To support garbage collection, the key thing a language implementor has to do is to provide a way for the GC to find all live heap pointers (called root pointers). This sounds fairly easy to do but can get quite complicated in the presence of aggressive optimizations and register allocation. A tempting (and often used) solution would be to break encapsulation and make the optimizations aware of the GC requirements. This of course becomes harder the more advanced the optimizations are and with LHC it is pretty much impossible. Consider the following GRIN code:

-- 'otherFunction' returns an object of type 'Maybe Int' using two virtual registers.
-- If 'x' is 'Nothing' then 'y' is undefined.
-- If 'x' is 'Just' then 'y' is a root pointer.
someFunction
 = do x, y <- otherFunction; .... 

The above function illustrates that it is not always straightforward to figure out if a variable contains a root pointer. Sometimes determining that requires looking at other variables.

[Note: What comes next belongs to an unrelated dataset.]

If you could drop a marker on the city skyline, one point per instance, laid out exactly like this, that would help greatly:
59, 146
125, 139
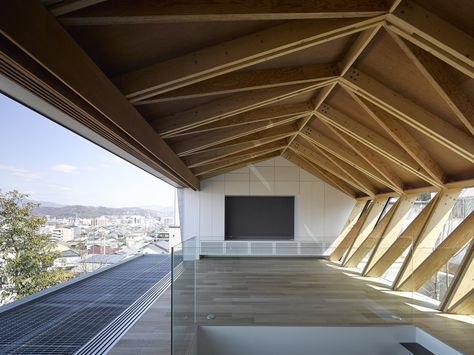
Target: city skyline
51, 163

So how might we get around this hurdle, you might ask. Well, if the code for marking roots resides in user-code instead of in the RTS then it can be as complex as it needs be. This fits well with the GRIN ideology of expressing an much in user-code as possible.

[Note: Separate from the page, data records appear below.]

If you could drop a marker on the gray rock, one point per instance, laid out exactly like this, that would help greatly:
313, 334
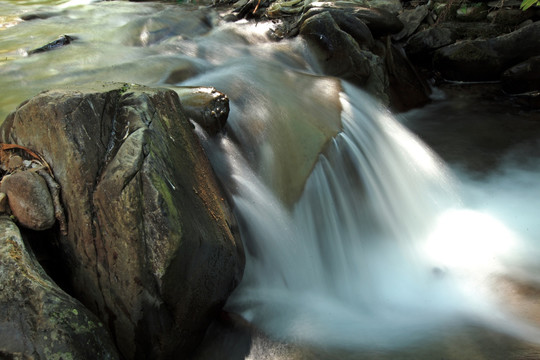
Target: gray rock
379, 22
510, 17
337, 51
392, 6
206, 106
149, 237
482, 60
411, 20
37, 319
523, 77
29, 199
421, 45
472, 12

Now that we're familiar with the problem and the general concept of the solution, let's work out some of the details. Here's what happens when a GC event is triggered, described algorithmically:

1. Save registers to memory.
   This is to avoid clobbering the registers and to make them accessible from the GC code.
2. Save stack pointer.
   
3. Initiate temporary stack.
   Local variables from the GC code will be placed on this stack.
4. Jump to code for marking root pointers.
   This will peel back each stack frame until the bottom of the call graph has been reached.
5. Discard temporary stack.
6. Restore stack pointer
7. Restore registers.
   

Using the approach for exception involves stack cutting and a more advanced transfer of control which will be discussed in a later post.

In conclusion, these are the advantages native-code stack walking:

• Allows for objects to span registers as well as stack slots.
• Separates the concerns of the optimizer, the garbage collector and the code generator.
• Might be a little bit faster than dynamic stack walking since the stack layout is statically encoded.